Data generation

Different instruments for high throughput sequencing are available at the LGTC. These instruments produce the primary (raw) data. The generation of the raw data of each of these machines, i.e. FASTQ files, are created with the software provided by the company unless stated otherwise. This generally includes basecalling and basic quality control assessments. Consequently the output files depend on the machine used. The output formats differ between the available technologies and the summary below show which primary files correspond to which technology. These files will always be handed over by the LGTC and from this point the data is suitable for secondary analysis. Data such as image, movie, or intensity files are not saved during production and not available for transfer.

Primary files produced per technology:

  • Illumina: FASTQ
  • Ion Torrent and Ion Proton: FASTQ
  • Pac Bio RSII: .pls.h5 and .bas.h5

Secondary data

The LGTC performs data analysis only if this has been requested and included in the quotation. Whenever this is the case a meeting is scheduled with a specialist associated with the LGTC. During this meeting the analysis plan will be determined on the basis of a checklist provided by the LGTC covering a wide variety of services. The resulting analysis plan, the resulting terms and conditions, and prices are recorded in an agreement during the same meeting. Whenever new techniques are performed, it can be necessary to setup a custom analysis plan.

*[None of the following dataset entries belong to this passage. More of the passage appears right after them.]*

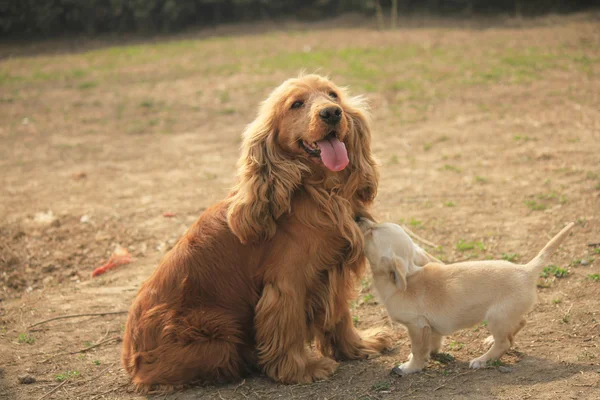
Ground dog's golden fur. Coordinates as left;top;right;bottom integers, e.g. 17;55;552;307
122;75;390;390
359;218;573;375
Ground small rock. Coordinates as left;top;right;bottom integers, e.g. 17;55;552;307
42;275;56;286
17;374;36;385
42;264;56;274
33;210;56;226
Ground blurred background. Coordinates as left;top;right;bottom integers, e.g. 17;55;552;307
0;0;600;400
0;0;598;37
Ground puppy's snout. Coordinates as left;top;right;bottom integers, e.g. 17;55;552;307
319;106;342;125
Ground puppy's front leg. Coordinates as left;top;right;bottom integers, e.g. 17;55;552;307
254;279;337;383
392;324;431;375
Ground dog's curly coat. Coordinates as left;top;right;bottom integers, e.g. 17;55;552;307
122;75;390;390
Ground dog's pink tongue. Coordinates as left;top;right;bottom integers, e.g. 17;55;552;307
317;136;350;171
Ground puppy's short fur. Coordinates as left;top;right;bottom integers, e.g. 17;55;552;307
358;218;573;375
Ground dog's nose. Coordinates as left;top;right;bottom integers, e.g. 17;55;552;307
319;106;342;125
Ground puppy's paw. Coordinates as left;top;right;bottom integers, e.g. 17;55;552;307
469;358;487;369
483;335;494;346
360;328;393;354
392;361;423;376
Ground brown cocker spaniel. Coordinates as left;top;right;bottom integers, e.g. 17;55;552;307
122;75;390;390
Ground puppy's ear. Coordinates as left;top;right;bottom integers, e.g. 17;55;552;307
381;249;407;292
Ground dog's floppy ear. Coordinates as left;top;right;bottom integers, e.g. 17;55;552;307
344;93;379;208
227;88;306;244
381;248;407;292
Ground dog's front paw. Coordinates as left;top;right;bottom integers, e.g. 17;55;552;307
483;335;494;347
392;360;423;376
469;357;487;369
361;328;393;354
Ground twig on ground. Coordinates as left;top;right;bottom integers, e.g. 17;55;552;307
402;226;439;249
38;378;69;400
98;326;110;343
41;336;121;364
90;383;128;400
27;311;127;330
348;367;369;385
86;363;115;383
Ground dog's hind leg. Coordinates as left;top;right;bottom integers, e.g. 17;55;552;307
508;318;527;346
483;318;527;346
392;325;431;375
469;321;513;369
429;332;444;354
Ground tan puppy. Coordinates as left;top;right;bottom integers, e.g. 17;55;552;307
358;218;574;375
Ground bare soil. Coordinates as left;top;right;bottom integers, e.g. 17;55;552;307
0;14;600;400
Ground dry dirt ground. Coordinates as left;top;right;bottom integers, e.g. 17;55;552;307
0;14;600;400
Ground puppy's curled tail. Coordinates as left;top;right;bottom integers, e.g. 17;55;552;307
525;222;575;274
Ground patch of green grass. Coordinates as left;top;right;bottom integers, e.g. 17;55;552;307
456;239;485;251
17;333;35;344
371;381;391;392
77;81;98;90
525;200;548;211
444;164;462;174
540;265;569;279
502;253;521;262
55;371;79;382
217;90;231;103
588;274;600;282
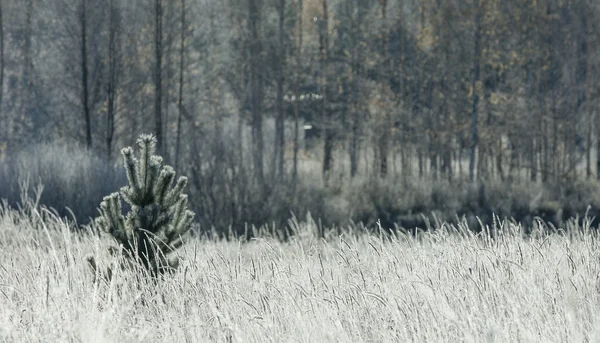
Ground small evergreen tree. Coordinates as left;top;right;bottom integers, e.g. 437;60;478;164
88;135;194;278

Other possibilities such as annotation against a local variant database will be discussed at this point as well, see the General Workflow NGS.

Sequencing applications

In conjunction with other members of the Center for Human and Clinical Genetics we provide analysis of next-generation sequencing (NGS) data, as well as advice.

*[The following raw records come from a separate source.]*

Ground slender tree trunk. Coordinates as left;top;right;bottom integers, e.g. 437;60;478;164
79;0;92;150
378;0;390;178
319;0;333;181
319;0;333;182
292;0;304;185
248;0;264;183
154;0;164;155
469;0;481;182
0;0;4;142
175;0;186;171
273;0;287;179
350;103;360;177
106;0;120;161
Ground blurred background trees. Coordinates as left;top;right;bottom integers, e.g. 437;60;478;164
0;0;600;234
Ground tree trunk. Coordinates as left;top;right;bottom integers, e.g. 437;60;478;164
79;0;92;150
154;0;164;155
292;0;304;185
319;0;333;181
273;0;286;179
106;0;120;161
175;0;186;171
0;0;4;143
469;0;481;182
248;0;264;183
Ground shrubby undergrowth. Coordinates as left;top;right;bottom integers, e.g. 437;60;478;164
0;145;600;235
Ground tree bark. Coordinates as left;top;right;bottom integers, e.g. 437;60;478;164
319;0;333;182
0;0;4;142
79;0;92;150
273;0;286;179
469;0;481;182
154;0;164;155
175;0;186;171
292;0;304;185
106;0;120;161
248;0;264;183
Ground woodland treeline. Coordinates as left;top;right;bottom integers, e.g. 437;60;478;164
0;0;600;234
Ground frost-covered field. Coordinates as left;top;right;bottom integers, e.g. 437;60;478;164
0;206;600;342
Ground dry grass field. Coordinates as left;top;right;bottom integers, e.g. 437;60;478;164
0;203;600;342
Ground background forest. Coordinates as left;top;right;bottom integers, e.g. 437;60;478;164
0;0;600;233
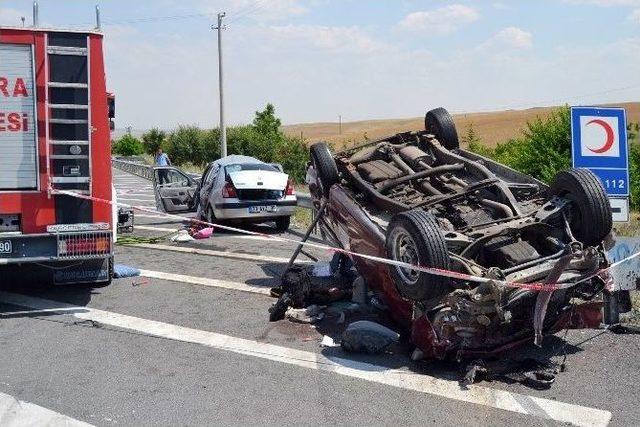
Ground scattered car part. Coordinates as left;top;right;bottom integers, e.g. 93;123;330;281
340;320;400;354
307;109;612;359
117;208;135;233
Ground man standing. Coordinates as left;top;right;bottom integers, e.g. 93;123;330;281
155;148;171;185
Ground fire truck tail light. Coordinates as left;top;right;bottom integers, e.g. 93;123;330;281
58;233;111;258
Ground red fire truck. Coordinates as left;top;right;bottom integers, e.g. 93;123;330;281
0;27;114;284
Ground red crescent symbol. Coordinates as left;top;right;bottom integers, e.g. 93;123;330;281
587;119;615;154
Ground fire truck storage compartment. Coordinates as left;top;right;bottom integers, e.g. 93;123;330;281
47;33;92;207
0;43;38;191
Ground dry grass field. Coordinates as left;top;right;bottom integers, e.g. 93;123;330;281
283;102;640;147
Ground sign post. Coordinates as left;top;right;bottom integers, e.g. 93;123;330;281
571;107;629;222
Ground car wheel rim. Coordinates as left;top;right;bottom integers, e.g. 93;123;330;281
393;230;420;285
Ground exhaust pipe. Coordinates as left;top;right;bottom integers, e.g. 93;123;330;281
33;1;40;28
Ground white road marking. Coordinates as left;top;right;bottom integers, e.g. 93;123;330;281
140;270;271;295
134;226;285;242
118;197;156;202
116;190;155;200
127;243;311;264
134;212;176;222
0;393;91;427
133;225;178;233
0;292;611;427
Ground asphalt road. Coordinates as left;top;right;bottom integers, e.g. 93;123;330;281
0;171;640;426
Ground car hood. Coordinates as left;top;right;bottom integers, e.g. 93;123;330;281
229;171;289;190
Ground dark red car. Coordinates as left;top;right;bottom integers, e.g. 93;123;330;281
308;108;612;358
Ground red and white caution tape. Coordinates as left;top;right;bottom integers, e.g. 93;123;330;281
49;188;640;292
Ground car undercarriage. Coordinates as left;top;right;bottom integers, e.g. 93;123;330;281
310;108;612;357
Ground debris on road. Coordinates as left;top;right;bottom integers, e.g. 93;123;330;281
341;320;400;354
269;264;352;322
171;230;194;243
192;227;213;240
320;335;340;348
284;304;326;324
460;358;563;390
113;264;140;279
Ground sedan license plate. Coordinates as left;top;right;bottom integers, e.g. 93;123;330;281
0;240;13;254
249;206;278;213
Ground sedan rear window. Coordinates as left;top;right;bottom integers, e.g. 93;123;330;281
225;163;280;173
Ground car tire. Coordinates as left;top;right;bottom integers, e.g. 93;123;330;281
386;209;451;301
550;168;613;246
424;107;460;150
309;142;340;197
276;216;291;232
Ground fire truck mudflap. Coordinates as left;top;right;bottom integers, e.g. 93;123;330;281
0;27;114;284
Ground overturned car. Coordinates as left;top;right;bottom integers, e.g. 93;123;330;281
308;108;612;359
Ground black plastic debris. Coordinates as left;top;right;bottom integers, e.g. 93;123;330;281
341;320;400;354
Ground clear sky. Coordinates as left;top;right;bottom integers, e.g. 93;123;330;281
0;0;640;129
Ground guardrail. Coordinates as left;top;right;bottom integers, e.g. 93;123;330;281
111;157;313;209
111;157;153;181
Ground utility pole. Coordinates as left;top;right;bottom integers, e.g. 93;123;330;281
213;12;227;157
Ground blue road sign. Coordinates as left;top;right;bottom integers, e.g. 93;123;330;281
571;107;629;197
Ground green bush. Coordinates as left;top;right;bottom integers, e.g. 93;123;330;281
111;135;144;156
469;106;640;210
166;126;204;166
160;104;309;183
142;128;167;155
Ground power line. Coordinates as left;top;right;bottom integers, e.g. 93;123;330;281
74;0;267;26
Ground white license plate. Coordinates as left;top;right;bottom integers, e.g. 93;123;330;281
249;206;278;213
0;240;13;254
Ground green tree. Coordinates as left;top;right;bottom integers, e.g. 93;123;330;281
166;125;204;165
253;104;282;136
111;134;144;156
142;128;167;154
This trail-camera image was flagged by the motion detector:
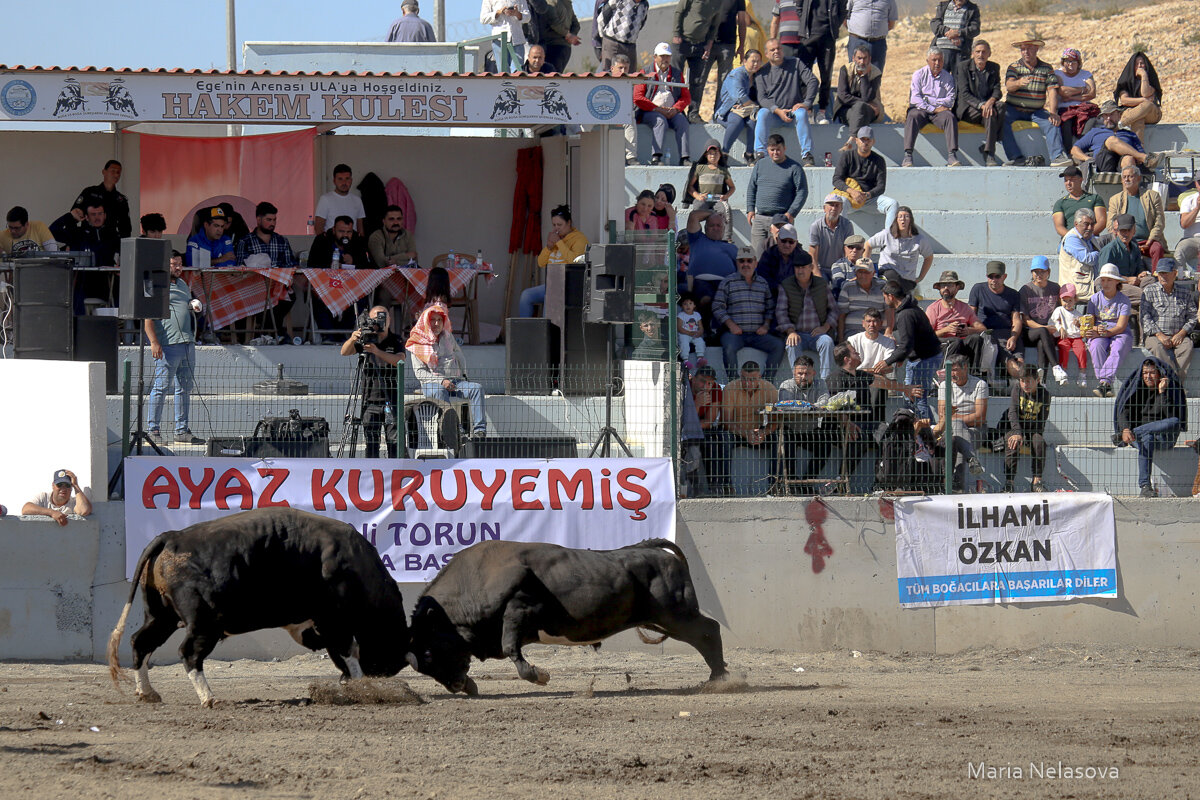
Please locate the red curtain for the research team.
[134,128,317,235]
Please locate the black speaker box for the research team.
[71,317,121,395]
[12,258,74,361]
[583,245,636,324]
[504,317,559,395]
[460,437,580,458]
[119,237,170,319]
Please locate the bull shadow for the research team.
[421,684,825,703]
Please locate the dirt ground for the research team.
[0,644,1200,800]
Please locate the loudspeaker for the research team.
[504,316,561,395]
[460,437,580,458]
[71,317,121,395]
[12,258,74,361]
[118,237,170,319]
[583,245,635,324]
[544,263,588,326]
[558,308,616,396]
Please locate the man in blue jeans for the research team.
[1001,38,1075,167]
[1112,359,1188,498]
[143,254,204,445]
[713,247,784,383]
[871,281,942,425]
[754,38,820,167]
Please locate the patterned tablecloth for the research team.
[184,267,294,331]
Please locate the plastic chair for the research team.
[433,253,479,344]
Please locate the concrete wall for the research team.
[0,359,108,513]
[0,499,1200,663]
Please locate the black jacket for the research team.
[929,0,979,58]
[887,296,942,363]
[308,229,374,270]
[1112,359,1188,437]
[954,59,1003,120]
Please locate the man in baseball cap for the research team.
[1051,164,1109,239]
[1070,100,1163,173]
[184,205,236,269]
[809,192,854,281]
[20,469,91,525]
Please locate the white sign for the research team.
[125,456,676,582]
[895,493,1117,608]
[0,70,634,126]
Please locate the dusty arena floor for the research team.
[0,646,1200,800]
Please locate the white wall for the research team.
[0,359,108,513]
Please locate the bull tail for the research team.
[108,535,166,691]
[630,539,688,565]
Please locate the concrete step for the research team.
[637,122,1200,167]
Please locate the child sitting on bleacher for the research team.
[676,291,708,374]
[1050,283,1087,386]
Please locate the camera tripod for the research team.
[588,325,632,458]
[337,353,367,458]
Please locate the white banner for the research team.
[125,456,676,583]
[0,70,634,126]
[895,492,1117,608]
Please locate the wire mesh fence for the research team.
[114,357,672,458]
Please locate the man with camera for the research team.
[143,255,204,445]
[342,306,404,458]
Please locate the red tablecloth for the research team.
[184,267,293,330]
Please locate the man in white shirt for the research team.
[20,469,91,525]
[313,164,367,236]
[1175,175,1200,270]
[846,308,896,369]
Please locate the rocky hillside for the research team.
[878,0,1200,122]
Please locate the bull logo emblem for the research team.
[538,84,571,119]
[53,78,88,116]
[104,78,138,116]
[492,83,521,120]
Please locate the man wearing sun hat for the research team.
[1002,38,1073,167]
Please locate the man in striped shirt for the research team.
[713,247,784,383]
[1002,38,1074,167]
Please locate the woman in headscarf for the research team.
[1112,53,1163,139]
[404,303,487,439]
[1112,357,1188,498]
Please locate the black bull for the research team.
[108,509,408,706]
[408,539,728,694]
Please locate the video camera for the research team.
[358,311,388,344]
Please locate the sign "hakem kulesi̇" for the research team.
[0,70,634,126]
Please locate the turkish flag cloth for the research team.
[136,128,317,235]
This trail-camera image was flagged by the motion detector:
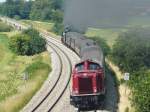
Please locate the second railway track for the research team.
[23,34,79,112]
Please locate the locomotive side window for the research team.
[76,63,84,71]
[89,63,100,70]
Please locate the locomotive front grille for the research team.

We also give courses, like the MGC course on NGS data analysis, Linux courses and an introduction course for using our cluster.This and additional courses can also be found at our course announcements page.

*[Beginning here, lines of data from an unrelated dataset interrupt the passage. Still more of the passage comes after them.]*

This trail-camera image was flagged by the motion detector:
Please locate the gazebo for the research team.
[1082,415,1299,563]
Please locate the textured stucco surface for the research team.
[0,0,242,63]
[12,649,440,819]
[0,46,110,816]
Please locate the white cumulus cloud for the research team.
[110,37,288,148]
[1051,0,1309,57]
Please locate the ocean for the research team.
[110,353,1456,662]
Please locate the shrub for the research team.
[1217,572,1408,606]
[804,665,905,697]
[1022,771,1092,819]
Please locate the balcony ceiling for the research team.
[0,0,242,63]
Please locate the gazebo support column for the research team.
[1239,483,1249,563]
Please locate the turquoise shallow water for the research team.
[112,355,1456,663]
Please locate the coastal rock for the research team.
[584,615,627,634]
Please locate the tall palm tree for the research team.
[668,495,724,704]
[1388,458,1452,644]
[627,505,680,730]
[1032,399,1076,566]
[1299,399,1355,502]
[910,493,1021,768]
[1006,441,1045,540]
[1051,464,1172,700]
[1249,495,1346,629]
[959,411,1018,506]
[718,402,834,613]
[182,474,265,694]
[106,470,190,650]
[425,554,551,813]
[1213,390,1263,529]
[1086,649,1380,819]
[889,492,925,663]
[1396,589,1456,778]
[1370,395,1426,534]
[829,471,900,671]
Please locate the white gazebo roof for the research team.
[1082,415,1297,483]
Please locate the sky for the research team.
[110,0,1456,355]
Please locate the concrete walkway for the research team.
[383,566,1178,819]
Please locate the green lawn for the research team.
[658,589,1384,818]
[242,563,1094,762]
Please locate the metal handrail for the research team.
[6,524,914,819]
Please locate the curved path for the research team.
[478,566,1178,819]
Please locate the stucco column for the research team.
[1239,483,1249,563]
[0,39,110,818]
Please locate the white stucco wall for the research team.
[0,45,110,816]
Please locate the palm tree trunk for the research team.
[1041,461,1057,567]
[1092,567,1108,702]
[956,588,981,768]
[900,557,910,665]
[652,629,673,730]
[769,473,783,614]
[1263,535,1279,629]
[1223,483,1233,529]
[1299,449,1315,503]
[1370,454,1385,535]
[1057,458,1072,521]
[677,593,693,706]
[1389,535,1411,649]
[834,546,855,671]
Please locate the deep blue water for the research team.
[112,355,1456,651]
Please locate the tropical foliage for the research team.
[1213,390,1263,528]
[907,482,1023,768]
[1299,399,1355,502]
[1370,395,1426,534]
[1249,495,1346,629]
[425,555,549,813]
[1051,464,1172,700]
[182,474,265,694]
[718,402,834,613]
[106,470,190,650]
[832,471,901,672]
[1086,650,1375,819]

We have worked with data from many applications, including Exome sequencing, ChIP-seq, DeepCAGE, DeepSAGE RNA-seq, de novo sequencing, SNP, detection, and miRNA profiling. For a selection of these applications there are pipelines setup by the LGTC. However, modified or complete custom analysis are also possible.

Data delivery

You will receive the data which can be provided via an HTTP server or external hard disks. This includes the raw data specific to the instrument used and the output files from the discussed analysis. The media and format of the files will be as what was agreed upon in the intake discussion. Whenever analysis is complete, another meeting will scheduled to review the results and conclude the project.

Software and hardware

The software used at the LGTC will be open-source as much as possible. This means it can be freely used and distributed without any additional costs. These tools should run without any problems on any Linux based system. Our custom pipelines may require a cluster.

Regarding hardware, we can also provide services on our computer cluster for projects which need hundreds of cores or lots of memory.